Il clima di Copenaghen
ROMA. L’Intergovernmental Panel on Climate Change (Ipcc), il gruppo di scienziati chiamato dalle Nazioni Unite a seguire l’evoluzione del clima del pianeta Terra, aveva in parte torto, nel 2007, quando ha redatto il suo quarto Assessment Report. Ma non perché – come sostengono gli studiosi e i politici che, in numero sempre minore, si dicono scettici rispetto all’impronta umana sui cambiamenti del clima – ha ceduto alla pressione degli ambientalisti e ha forzato la scienza esagerando sia il tenore dei cambiamenti climatici sia il ruolo dell’uomo. Al contrario, ha (parzialmente) torto perché ha sottostimato gli uni e gli altri.
La situazione climatica è peggiore rispetto a ogni previsione e il ruolo dell’uomo è maggiore rispetto al previsto.
A ben vedere è questo il succo della sessione scientifica del Copenaghen Climate Congress che si è tenuto nella capitale danese dal 10 al 12 marzo scorsi, organizzato da 11 diversi università. Alla sessione scientifica hanno partecipato ricercatori esperti di tutto il mondo senza, per così dire, vincoli di mandato. Ovvero senza alcuna esigenza di calibrare le loro affermazioni per opportunità politica, ma liberi di confrontarsi solo e unicamente sulla base delle conoscenze scientifiche acquisite.
Ebbene la discussione non si è limitata a prendere atto con preoccupazione che tutti i peggiori scenari previsti dal rapporto dell’Ipcc si stanno verificando. Ma ha anche messo in luce aspetti dei cambiamenti climatici non propriamente desiderabili che non sono stati previsti dall’Intergovernmental Panel on Climate Change.

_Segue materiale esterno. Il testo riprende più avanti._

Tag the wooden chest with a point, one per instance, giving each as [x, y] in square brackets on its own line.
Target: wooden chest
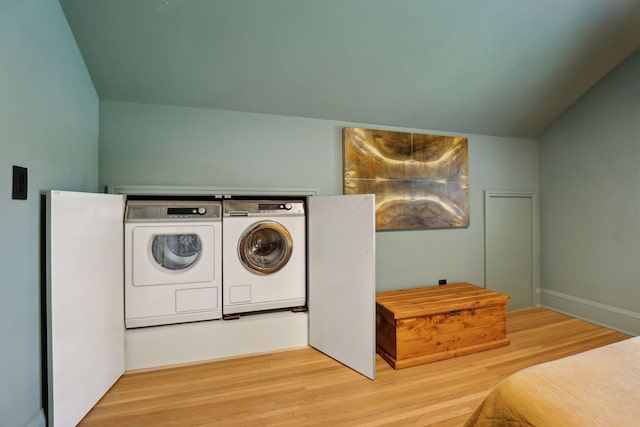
[422, 325]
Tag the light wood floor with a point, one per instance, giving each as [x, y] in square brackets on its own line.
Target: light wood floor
[304, 387]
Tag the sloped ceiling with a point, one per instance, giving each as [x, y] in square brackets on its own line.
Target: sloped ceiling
[497, 67]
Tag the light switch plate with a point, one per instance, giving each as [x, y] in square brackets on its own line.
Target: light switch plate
[19, 183]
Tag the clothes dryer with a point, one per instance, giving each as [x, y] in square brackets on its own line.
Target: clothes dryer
[173, 262]
[264, 255]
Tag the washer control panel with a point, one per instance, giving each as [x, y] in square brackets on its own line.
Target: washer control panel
[172, 211]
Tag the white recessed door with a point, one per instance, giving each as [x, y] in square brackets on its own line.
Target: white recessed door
[342, 291]
[84, 301]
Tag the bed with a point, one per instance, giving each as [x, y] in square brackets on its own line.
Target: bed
[600, 387]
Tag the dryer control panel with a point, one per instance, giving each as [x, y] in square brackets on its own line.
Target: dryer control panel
[263, 207]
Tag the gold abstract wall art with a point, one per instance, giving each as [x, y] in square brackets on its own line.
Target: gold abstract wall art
[420, 181]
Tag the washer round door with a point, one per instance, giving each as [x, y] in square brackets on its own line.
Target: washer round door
[265, 247]
[176, 252]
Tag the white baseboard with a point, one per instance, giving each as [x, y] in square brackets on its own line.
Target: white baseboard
[38, 420]
[217, 339]
[616, 318]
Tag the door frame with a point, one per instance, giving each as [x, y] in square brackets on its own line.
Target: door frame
[535, 237]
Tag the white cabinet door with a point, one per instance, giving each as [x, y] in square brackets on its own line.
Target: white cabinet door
[342, 294]
[84, 301]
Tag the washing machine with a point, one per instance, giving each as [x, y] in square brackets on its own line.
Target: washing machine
[173, 262]
[264, 255]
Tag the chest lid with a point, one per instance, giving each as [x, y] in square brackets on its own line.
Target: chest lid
[430, 300]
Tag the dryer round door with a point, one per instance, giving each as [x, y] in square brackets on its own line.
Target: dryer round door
[265, 247]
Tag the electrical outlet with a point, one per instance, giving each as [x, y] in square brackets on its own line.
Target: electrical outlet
[19, 183]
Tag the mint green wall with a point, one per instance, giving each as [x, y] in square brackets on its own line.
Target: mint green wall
[590, 203]
[49, 124]
[162, 145]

Ad ascoltare gli scienziati convenuti a Copenaghen, i punti critici negativi che non sono presenti nel Fourth Assessment Report sono almeno tre.
Il primo riguarda la diminuzione dei ghiacci, che risulta superiore a quella descritta dal rapporto. L’IPCC non ha tenuto conto, infatti, dei movimenti dei ghiacciai, su cui oggi abbiamo molti più dati rispetto a due o tre anni fa. Per esempio, documenti alla mano, l’americano Konrad Steffen, del Cooperative Institute for Research in Environmental Sciences di Boulder, in Colorado, ha dimostrato che l’erosione dei ghiacci in Groenlandia è molto più veloce del previsto. È vero, come ha sostenuto, l’inglese Jonathan Bamber della University of Bristol, che i ghiacci di Groenlandia si scioglieranno tutti solo se la temperatura aumenterà di almeno 6 °C (scenario estremo), ma è anche vero che una perdita del 15% dei ghiacci della Groenlandia 8scenario molto plausibile) si tradurrebbe in un aumento di un metro del livello dei mari.

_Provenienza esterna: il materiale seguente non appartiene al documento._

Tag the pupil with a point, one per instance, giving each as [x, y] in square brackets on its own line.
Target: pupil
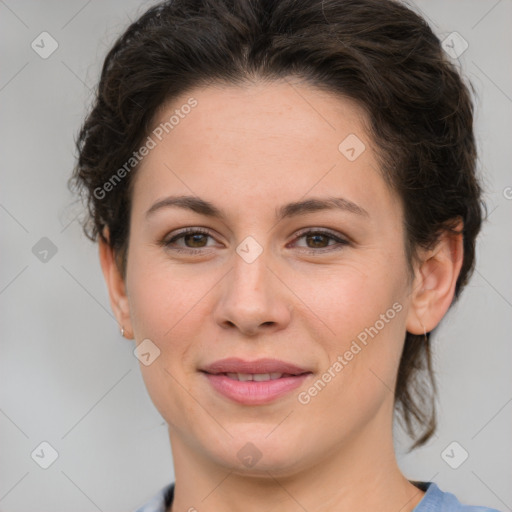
[195, 238]
[317, 237]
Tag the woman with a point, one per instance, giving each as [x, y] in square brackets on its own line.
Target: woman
[286, 204]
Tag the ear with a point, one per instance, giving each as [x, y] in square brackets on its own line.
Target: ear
[436, 275]
[116, 286]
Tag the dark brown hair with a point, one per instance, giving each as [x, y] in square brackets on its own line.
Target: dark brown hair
[376, 52]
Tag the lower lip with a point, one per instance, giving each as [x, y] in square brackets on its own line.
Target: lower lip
[252, 392]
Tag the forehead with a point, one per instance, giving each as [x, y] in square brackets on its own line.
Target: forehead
[262, 140]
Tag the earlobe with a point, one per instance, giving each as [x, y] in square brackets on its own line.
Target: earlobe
[436, 275]
[115, 285]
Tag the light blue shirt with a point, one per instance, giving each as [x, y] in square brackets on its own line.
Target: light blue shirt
[434, 500]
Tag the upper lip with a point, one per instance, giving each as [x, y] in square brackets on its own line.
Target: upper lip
[236, 365]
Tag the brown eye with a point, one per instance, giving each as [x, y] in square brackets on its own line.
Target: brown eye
[320, 241]
[196, 240]
[189, 240]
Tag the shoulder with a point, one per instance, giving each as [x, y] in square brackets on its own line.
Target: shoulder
[436, 500]
[160, 501]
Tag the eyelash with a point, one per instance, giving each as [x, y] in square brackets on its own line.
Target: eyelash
[188, 231]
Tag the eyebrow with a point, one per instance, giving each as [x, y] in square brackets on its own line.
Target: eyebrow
[198, 205]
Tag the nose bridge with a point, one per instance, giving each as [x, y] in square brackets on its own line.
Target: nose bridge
[250, 297]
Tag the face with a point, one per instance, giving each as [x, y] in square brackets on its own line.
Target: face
[323, 286]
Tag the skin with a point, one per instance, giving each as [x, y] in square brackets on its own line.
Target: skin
[249, 150]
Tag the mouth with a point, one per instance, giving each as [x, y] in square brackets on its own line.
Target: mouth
[257, 377]
[254, 382]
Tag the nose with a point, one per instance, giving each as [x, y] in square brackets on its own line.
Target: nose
[252, 299]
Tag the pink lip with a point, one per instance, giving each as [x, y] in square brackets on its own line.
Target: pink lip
[236, 365]
[253, 392]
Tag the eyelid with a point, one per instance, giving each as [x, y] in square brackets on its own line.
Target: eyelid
[337, 237]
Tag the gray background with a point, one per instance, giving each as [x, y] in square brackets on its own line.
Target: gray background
[67, 376]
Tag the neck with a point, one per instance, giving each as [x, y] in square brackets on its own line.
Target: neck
[362, 474]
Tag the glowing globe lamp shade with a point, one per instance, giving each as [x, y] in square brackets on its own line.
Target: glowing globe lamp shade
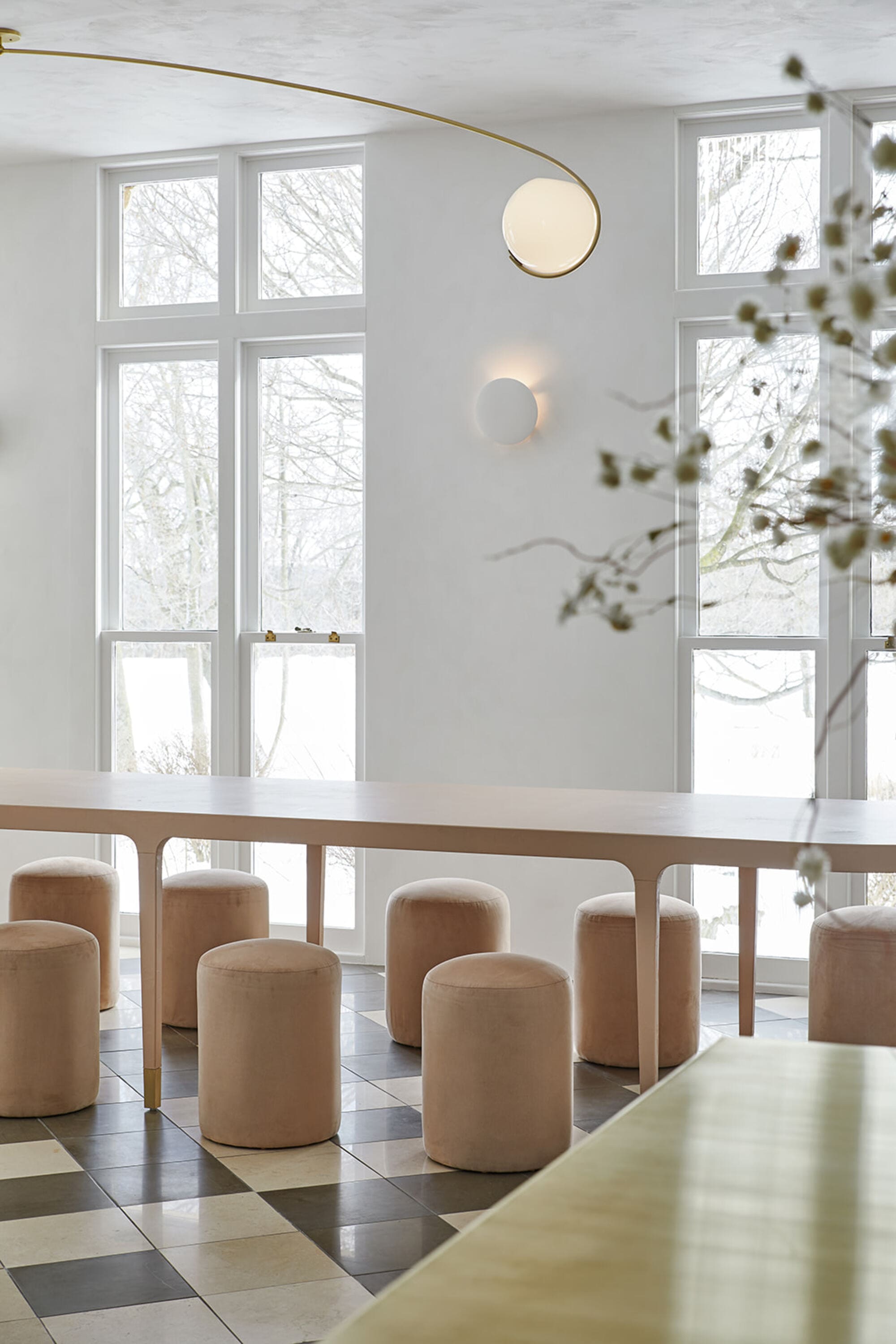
[550, 226]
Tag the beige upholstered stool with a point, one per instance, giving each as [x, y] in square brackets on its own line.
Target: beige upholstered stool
[497, 1062]
[49, 1018]
[852, 976]
[202, 910]
[76, 891]
[269, 1059]
[429, 922]
[605, 976]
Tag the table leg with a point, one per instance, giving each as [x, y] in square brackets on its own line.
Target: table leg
[646, 921]
[150, 874]
[747, 949]
[316, 866]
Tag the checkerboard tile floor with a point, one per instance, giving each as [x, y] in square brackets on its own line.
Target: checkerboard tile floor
[119, 1223]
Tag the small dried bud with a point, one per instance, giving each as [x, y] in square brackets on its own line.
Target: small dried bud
[813, 864]
[883, 155]
[863, 300]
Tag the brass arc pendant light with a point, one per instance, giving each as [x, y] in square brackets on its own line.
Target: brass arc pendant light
[551, 225]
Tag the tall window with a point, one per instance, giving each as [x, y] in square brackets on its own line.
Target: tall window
[233, 392]
[766, 638]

Il secondo riguarda la variazione della massa di ghiaccio in Antartide, su cui l’Ipcc non si era pronunciata in quanto non c’erano dati univoci. Ebbene Eric Rignot, della University of California, ha mostrato i nuovi dati da satellite e da rivelatori basati a terra, da cui si rileva «molto chiaramente» che la massa ghiacciata nel continente antartico sta diminuendo.
Un terzo aspetto riguarda il carbonio sequestrato, il 30% sotto forma di metano, nel permafrost. Oggi sappiamo che lo stock ammonta ad almeno 1.700 miliardi di tonnellate: il doppio rispetto alle valutazione dell’Ipcc. E che lo scioglimento parziale del permafrost potrebbe liberare una quantità di carbonio dello stesso ordine di grandezza di quello che potremmo risparmiare abbattendo le emissioni antropiche.
Nell’insieme queste tre critiche – o meglio, questi tre avanzamenti delle conoscenze sulla stato del pianeta – consigliano, come hanno detto gli scienziati a Copenaghen, di agire: con la massima urgenza possibile. A partire proprio dalla città danese, dove a fine anno si riuniranno i rappresentanti di tutti i paesi della Terra per verificare la volontà di andare oltre il Protocollo di Kyoto.